Hier c’est une statue du christ sur un chemin de campagne qu’on crût avoir été abîmé par un jeune homme de seize ans, le Chevalier De la Barre. Il fut accusé et condamné à mort pour sacrilège et blasphème. On le tortura, lui coupa la langue et la main droite, avant de le brûler le 1er juillet 1776 et avec lui un exemplaire du Dictionnaire philosophique de Voltaire. Il fut établi plus tard que la dégradation du crucifix avait été accidentelle et que le chevalier était innocent.

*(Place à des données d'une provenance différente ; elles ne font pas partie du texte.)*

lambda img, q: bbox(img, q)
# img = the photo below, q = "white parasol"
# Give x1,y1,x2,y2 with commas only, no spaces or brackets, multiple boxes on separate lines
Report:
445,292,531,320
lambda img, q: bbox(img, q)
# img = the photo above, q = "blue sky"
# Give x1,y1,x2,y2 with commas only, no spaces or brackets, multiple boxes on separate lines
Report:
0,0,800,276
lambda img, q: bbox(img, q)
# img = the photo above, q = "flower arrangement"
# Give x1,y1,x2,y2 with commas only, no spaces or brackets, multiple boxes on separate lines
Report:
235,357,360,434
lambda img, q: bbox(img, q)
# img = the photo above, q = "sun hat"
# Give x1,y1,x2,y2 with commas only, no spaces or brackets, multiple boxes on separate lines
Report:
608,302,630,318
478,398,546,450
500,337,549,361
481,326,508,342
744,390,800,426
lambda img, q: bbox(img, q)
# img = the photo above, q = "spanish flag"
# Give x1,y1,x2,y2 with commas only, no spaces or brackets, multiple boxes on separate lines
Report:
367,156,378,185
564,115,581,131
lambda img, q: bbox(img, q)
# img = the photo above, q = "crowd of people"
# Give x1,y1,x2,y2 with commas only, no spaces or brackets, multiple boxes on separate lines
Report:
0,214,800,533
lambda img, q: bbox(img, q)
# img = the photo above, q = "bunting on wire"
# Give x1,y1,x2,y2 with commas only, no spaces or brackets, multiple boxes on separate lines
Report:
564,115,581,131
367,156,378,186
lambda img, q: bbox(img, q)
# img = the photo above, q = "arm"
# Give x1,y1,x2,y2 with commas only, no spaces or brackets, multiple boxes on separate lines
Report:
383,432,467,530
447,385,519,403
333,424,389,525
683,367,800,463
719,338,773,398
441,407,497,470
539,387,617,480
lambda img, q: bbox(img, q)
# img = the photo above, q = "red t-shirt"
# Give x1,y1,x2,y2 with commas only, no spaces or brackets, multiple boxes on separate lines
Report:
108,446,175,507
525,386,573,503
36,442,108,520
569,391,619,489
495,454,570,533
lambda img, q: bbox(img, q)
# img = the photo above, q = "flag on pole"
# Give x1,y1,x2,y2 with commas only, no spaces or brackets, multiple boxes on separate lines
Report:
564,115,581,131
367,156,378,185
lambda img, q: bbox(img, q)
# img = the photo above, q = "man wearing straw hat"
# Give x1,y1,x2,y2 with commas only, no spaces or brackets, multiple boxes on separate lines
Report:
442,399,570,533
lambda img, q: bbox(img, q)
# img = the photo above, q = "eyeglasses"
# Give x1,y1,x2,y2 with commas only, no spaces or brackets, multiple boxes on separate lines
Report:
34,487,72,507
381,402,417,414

Voltaire s’indigna de cette affaire. Laissons-le conclure :

« Vous vous étonnez sans doute, monsieur, qu’il se passe tant de scènes si tragiques dans un pays qui se vante de la douceur de ses mœurs, et où les étrangers mêmes venaient en foule chercher les agréments de la société. Mais je ne vous cacherai point que s’il y a toujours un certain nombre d’esprits indulgents et aimables, il reste encore dans plusieurs autres un ancien caractère de barbarie que rien n’a pu effacer. Mais voilà comme va le monde.  

Ille crucem sceleris pretium tulit, hic diadema. (Juven., sat. xiii, v. 105.)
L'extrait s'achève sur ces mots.